UNASSIGNED: The results reveal significant associations of polymorphic genetic variants, which can serve as a basis for the development of effective methods for predicting the risk of B-ALL, early diagnosis, and timely treatment.
摘要:
■研究24个GWAS相关多态性基因变异对哈萨克人种族同质人群儿童B系急性淋巴细胞白血病(B-ALL)发展的遗传贡献。
■对205名B-ALL儿童和204名健康儿童进行了研究。使用TaqMan方法进行多态位点的基因分型。
■发现12种变异与儿童B-ALL风险显著相关(p<0.05),包括HLA基因的rs6457327,IL1RN基因的rs4251961,和TNF基因的rs1800630。携带CXCL12基因的保护性rs1801157多态性A的次要等位基因A可将哈萨克族人群中B-ALL的风险降低40%。
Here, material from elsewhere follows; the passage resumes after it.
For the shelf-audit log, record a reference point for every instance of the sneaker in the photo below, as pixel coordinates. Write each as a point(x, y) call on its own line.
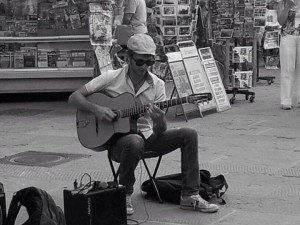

■结果显示多态遗传变异的显著关联,这可以作为开发预测B-ALL风险的有效方法的基础,早期诊断,及时治疗。
■对205名B-ALL儿童和204名健康儿童进行了研究。使用TaqMan方法进行多态位点的基因分型。
■发现12种变异与儿童B-ALL风险显著相关(p<0.05),包括HLA基因的rs6457327,IL1RN基因的rs4251961,和TNF基因的rs1800630。携带CXCL12基因的保护性rs1801157多态性A的次要等位基因A可将哈萨克族人群中B-ALL的风险降低40%。
■结果显示多态遗传变异的显著关联,这可以作为开发预测B-ALL风险的有效方法的基础,早期诊断,及时治疗。